Over the past decades, clinical guidelines have become an increasingly important aspect of clinical practice and every day international guidelines influence the clinical decisions we make at the patient’s bedside. We define evidence-based medicine as a conscientious, explicit and judicious use of current best evidence in the decision-making process in the care of individual patients [1].

As doctors we realise that guidelines should only be used as a starting point in our clinical decision-making. In daily practice, we must incorporate the cultural, social and economic contexts of the patient for the treatment to be a success. Patient characteristics appear to exert influence: for instance, co-morbidity in a patient appears to reduce the chance that guidelines are followed [2]. It has been postulated that professionals assume that guidelines are based on a general clinical picture and that they are insufficiently tailored to the often complex care requirements of patients with different backgrounds [3].

In the prevention of coronary heart disease and cardiovascular disease we focus on reducing the overall absolute risk of disease rather than on managing individual risk factors. Here, cultural, social and economic contexts are now more important than ever. Estimating the total cardiovascular risk is a crucial part of our clinical practice with the obvious statement being that those at highest risk from a cardiovascular disease event gain most from preventive measures. This can only be achieved with a holistic approach.

Meanwhile, populations across the world are becoming increasingly ethnically diverse due to globalisation. Health risks seem to differ between ethnic groups. Most large population-based cohort studies have excluded ethnic minority populations [4]. The Netherlands in that sense offers a unique study cohort. According to Eurostat, in 2010 there were 1.8 million foreign-born residents in the Netherlands, corresponding to 11.1% of the total population. Of these, 1.4 million (8.5%) were born outside the EU. This will probably increase to 20% by 2060 [5].

In this issue, Perini et al. describe an elegant observation from the Dutch HELIUS (HEalthy LIfe in an Urban Setting) study that was designed to unravel potential mechanisms underlying the impact of ethnicity on communicable and non-communicable diseases [6]. The authors estimated the risk of fatal cardiovascular disease and the risk of fatal plus nonfatal cardiovascular disease using the SCORE algorithm in native Dutch, South Asian Surinamese, African Surinamese, Ghanaian, Turkish and Moroccan citizens. In the article they demonstrate that ethnic minority groups are at a greater estimated cardiovascular risk. Relative to the native Dutch, South Asian Surinamese showed a higher risk of fatal CVD. African Surinamese and Turkish men showed a higher risk of a combination of fatal and non-fatal cardiovascular disease [7].

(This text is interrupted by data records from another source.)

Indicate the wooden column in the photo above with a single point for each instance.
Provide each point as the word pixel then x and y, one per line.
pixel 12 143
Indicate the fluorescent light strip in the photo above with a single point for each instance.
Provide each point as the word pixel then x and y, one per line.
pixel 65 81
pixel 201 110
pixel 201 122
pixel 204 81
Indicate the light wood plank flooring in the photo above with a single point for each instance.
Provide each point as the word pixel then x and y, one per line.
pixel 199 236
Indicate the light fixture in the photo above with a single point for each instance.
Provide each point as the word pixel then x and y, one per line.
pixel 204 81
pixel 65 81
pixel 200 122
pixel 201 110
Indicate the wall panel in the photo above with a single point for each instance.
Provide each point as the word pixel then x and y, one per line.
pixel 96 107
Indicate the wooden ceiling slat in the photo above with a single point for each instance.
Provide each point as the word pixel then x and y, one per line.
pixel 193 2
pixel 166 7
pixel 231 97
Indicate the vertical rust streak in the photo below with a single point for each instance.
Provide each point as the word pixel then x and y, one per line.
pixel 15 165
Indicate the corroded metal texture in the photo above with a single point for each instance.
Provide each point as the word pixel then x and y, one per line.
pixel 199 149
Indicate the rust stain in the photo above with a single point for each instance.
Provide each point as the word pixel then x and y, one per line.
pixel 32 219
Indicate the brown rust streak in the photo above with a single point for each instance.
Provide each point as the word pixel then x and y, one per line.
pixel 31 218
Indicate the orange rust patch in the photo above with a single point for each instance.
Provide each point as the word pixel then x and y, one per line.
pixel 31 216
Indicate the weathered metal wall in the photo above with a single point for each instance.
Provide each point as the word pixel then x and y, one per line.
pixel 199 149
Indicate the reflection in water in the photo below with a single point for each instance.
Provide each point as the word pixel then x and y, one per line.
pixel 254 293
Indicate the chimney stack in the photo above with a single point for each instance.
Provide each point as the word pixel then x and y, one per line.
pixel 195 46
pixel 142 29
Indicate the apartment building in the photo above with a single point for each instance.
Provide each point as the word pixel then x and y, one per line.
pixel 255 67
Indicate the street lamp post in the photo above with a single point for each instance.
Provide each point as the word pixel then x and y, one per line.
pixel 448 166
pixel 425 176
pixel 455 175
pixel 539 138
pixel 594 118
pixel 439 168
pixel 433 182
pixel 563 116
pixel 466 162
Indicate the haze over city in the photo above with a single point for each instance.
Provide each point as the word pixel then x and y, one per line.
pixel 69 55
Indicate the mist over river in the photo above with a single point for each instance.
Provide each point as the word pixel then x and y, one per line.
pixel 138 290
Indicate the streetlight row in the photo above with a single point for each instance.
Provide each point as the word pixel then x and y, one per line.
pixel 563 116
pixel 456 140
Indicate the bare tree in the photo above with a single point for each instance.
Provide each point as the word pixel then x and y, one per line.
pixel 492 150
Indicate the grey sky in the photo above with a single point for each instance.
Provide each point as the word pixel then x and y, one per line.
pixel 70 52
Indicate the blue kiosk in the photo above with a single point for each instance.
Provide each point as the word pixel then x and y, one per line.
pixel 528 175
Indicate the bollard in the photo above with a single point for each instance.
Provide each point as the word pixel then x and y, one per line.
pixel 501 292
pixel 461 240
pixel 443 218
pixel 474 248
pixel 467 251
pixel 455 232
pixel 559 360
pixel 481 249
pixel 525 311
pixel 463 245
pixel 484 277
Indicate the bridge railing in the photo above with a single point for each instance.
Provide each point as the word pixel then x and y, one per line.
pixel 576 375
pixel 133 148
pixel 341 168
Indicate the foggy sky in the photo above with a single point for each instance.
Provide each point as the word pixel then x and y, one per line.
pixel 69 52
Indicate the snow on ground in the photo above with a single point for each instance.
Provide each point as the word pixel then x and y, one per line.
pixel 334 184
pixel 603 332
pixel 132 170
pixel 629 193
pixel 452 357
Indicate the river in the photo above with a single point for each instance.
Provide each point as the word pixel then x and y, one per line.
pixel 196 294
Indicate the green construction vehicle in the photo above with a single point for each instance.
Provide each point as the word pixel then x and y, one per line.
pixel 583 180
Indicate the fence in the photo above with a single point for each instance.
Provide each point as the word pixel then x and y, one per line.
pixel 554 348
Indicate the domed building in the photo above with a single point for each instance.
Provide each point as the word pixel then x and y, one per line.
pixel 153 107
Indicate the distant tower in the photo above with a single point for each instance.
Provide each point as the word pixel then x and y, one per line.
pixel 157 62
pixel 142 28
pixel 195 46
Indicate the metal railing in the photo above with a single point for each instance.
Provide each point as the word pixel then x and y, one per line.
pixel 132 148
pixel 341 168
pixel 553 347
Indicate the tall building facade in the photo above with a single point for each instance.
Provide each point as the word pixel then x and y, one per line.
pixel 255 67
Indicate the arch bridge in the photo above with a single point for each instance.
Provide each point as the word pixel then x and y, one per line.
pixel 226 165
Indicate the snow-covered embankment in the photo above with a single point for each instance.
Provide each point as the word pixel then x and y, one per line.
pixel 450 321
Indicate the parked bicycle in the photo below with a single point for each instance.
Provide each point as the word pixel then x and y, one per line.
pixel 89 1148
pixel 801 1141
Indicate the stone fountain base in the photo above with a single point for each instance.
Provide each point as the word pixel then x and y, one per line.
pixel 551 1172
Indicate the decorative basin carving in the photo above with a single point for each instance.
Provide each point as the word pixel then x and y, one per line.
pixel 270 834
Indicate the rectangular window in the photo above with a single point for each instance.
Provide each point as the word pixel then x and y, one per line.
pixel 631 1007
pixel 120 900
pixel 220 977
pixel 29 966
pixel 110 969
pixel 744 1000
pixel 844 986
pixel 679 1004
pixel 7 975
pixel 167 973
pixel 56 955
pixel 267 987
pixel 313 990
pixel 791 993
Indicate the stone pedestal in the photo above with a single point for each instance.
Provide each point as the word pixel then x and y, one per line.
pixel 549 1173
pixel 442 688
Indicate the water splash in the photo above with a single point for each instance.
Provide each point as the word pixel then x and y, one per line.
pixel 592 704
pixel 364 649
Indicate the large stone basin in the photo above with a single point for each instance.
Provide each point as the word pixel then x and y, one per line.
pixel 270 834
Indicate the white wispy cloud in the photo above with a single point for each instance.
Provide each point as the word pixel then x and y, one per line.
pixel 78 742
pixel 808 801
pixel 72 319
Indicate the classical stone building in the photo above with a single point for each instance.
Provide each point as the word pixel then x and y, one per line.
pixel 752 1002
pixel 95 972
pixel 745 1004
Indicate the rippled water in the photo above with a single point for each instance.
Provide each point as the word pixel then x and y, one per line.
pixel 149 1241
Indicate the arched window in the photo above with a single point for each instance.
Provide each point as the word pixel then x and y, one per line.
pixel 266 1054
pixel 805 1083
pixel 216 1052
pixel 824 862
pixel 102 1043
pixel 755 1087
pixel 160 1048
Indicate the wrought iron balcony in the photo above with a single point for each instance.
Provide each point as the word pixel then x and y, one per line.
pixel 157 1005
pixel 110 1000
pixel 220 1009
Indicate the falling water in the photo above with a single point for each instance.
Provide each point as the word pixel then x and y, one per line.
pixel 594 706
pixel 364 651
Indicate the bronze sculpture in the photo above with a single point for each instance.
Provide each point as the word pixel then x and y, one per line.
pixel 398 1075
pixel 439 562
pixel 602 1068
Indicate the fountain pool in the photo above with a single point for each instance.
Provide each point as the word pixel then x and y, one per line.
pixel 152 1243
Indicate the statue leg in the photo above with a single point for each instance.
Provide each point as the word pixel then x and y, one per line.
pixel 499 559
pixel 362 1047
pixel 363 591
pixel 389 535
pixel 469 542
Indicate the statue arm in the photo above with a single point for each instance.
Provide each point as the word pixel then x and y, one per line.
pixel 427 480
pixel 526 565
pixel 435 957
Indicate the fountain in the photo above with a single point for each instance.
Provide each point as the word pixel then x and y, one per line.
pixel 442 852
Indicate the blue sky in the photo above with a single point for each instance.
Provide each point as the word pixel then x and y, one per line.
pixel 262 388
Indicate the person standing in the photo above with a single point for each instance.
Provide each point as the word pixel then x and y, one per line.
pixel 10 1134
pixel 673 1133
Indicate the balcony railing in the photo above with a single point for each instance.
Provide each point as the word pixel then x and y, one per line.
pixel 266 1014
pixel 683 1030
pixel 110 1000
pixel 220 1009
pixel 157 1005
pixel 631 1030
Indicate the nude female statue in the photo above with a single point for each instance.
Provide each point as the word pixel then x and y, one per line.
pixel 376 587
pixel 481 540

We applaud the researchers for using the HELIUS study to get more data on the colourful practice that we face every day. It is a beautiful observation to describe different cardiovascular risk profiles per ethnicity. If we want to take this observation to the next level, however, more questions arise. Are these observations due to genetics or due to lifestyle? Did the participants have the same access to the health care system? What is their level of education and participation in society? It is only when we find the answers to these questions that we can really make a difference.

After all, the prevention of cardiovascular disease relies on the reduction of the overall absolute risk of disease rather than management of individual risk factors. It appears that there is a lot to gain in specific ethnic minorities. The next step should be that we determine how we can improve prevention of cardiovascular disease in these groups. We certainly will need to individualise our prevention programs for ethnic-specific prevention strategies.

But even a categorisation based on the ethnicity of patients is an oversimplification of the truth. Every day, we are faced with different views on health, lifestyle and the quality of life in general, regardless of background, with no guidelines or SCORE calculators to help us incorporate these different dimensions in clinical decision-making. So, is it possible to create international standards that will fit the cultural, social, and economical contexts of each unique patient? Fortunately, we as doctors can still be of added value in the individual patient care in daily practice.